Salah satu saksi DR. Syukri Bin Muhammad Yusuf, MA yang sebelumnya menjabat sebagai Kepala Sekretariat BRA, menyampaikan bahwa ia dan rekan-rekan di sekretariat menjalankan tugas kerap dibawah ancaman atau intimidasi dari Suhendri yang saat itu menjabat sebagai Ketua BRA.

Dalam persidangan, DR. Syukri menjelaskan bahwa rumahnya pernah didatangi oleh Suhendri sbersama dengan Agus Supaldi (Deputi I), M. Kasim, (Deputi II), Ahmarullah (Deputi III), Muhammad (KPA) serta Mahdi (PPTK), karena merasa terancan, akhirnya ia meminta perlindungan dari pihak kepolisian. JPU turut memperlihatkan foto-foto yang mendukung kesaksian tersebut.

Kedatangan Suhendri dan rekan-rekannya bertujuan untuk meminta Dr. Syukri menandatangani dokumen NPHA (Naskah Perjanjian Hibah Aceh) beserta dokumen lainnya. Namun, Dr. Syukri menolak menandatangani dokumen tersebut sebelum dokumen tersebut dilengkapi sesuai prosedur.

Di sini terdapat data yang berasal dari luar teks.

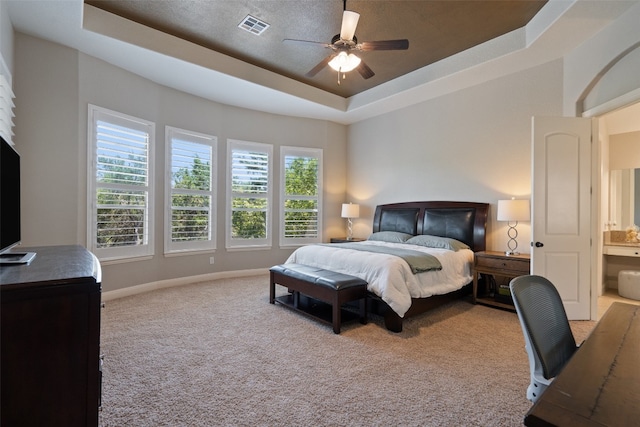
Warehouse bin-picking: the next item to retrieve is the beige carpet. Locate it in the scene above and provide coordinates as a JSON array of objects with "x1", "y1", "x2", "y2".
[{"x1": 100, "y1": 275, "x2": 595, "y2": 427}]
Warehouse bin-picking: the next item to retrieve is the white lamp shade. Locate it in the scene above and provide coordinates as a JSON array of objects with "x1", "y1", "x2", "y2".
[
  {"x1": 342, "y1": 203, "x2": 360, "y2": 218},
  {"x1": 329, "y1": 51, "x2": 361, "y2": 73},
  {"x1": 498, "y1": 199, "x2": 531, "y2": 221}
]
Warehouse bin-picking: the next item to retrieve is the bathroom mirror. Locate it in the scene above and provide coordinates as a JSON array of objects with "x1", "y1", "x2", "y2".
[{"x1": 609, "y1": 168, "x2": 640, "y2": 230}]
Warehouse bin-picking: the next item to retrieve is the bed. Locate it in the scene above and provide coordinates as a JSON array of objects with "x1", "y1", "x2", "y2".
[{"x1": 286, "y1": 201, "x2": 489, "y2": 332}]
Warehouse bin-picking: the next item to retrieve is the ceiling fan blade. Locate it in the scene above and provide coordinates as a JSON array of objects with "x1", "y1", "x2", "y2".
[
  {"x1": 356, "y1": 39, "x2": 409, "y2": 51},
  {"x1": 356, "y1": 61, "x2": 376, "y2": 80},
  {"x1": 305, "y1": 55, "x2": 335, "y2": 77},
  {"x1": 340, "y1": 10, "x2": 360, "y2": 41},
  {"x1": 282, "y1": 39, "x2": 331, "y2": 47}
]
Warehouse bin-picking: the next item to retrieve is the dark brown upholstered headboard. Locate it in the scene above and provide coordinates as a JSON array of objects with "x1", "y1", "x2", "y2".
[{"x1": 373, "y1": 202, "x2": 489, "y2": 252}]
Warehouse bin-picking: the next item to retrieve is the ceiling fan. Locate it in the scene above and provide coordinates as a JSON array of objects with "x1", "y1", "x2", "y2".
[{"x1": 283, "y1": 0, "x2": 409, "y2": 84}]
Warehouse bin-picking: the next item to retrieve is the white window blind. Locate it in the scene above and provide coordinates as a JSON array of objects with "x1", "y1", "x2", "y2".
[
  {"x1": 227, "y1": 140, "x2": 273, "y2": 248},
  {"x1": 165, "y1": 126, "x2": 217, "y2": 253},
  {"x1": 0, "y1": 64, "x2": 15, "y2": 145},
  {"x1": 280, "y1": 147, "x2": 322, "y2": 246},
  {"x1": 89, "y1": 105, "x2": 154, "y2": 259}
]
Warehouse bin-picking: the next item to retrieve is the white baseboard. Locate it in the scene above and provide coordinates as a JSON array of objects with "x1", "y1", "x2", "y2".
[{"x1": 102, "y1": 268, "x2": 269, "y2": 302}]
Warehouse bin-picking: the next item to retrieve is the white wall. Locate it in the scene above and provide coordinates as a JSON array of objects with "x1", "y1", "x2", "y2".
[
  {"x1": 0, "y1": 1, "x2": 13, "y2": 75},
  {"x1": 348, "y1": 61, "x2": 562, "y2": 252},
  {"x1": 14, "y1": 33, "x2": 347, "y2": 291}
]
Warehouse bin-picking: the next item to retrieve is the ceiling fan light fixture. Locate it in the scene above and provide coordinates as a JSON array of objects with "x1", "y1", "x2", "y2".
[{"x1": 329, "y1": 51, "x2": 361, "y2": 73}]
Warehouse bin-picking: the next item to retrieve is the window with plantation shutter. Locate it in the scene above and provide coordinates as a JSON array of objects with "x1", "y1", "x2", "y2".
[
  {"x1": 226, "y1": 140, "x2": 273, "y2": 249},
  {"x1": 165, "y1": 126, "x2": 217, "y2": 253},
  {"x1": 280, "y1": 147, "x2": 322, "y2": 246},
  {"x1": 88, "y1": 105, "x2": 155, "y2": 260}
]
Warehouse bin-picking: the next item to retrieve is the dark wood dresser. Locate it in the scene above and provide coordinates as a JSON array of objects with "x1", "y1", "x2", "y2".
[{"x1": 0, "y1": 246, "x2": 101, "y2": 427}]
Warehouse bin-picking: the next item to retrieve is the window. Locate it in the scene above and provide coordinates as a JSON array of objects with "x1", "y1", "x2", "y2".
[
  {"x1": 165, "y1": 126, "x2": 217, "y2": 253},
  {"x1": 87, "y1": 105, "x2": 155, "y2": 260},
  {"x1": 226, "y1": 140, "x2": 273, "y2": 248},
  {"x1": 280, "y1": 147, "x2": 322, "y2": 246}
]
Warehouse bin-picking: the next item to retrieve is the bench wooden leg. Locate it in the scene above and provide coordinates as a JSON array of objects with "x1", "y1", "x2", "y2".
[{"x1": 269, "y1": 272, "x2": 276, "y2": 304}]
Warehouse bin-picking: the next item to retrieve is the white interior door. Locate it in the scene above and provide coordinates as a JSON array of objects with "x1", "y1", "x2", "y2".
[{"x1": 531, "y1": 117, "x2": 597, "y2": 320}]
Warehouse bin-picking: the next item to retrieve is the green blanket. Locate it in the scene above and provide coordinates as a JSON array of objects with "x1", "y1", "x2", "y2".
[{"x1": 328, "y1": 243, "x2": 442, "y2": 274}]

Lebih lanjut, Dr. Syukri juga mengungkapkan bahwa ia pernah diancam oleh Mahdi di meunasah dekat rumahnya. Pada kesempatan lain, ia bahkan sempat ditahan di ruangannya sendiri oleh Suhendri dan tidak diizinkan keluar, yang menyebabkan suasana kerja menjadi tidak kondusif. Karena tekanan tersebut, Dr. Syukri beberapa kali mengajukan permohonan pengunduran diri kepada Penjabat Gubernur Aceh, tetapi permohonannya tidak pernah disetujui.

KEBOHONGAN DR. SYUKRI BIN MUHAMMAD YUSUF, MA

Bekerja di BRA sangat berbeda dengan SKPA yang lainnya. Hal ini baru disadari oleh Dr. Syukri, ketika setalah dia dijadikan Kepala Sekretariat BRA sesuai SK Gubernur Aceh Nomor 954/1863/2019 tanggal 19 Desember 2019 tentang Penetapan PA dan Bendahara/Pengguna Barang pada SKPD Tahun Anggaran 2020, terang Dr. Syukri.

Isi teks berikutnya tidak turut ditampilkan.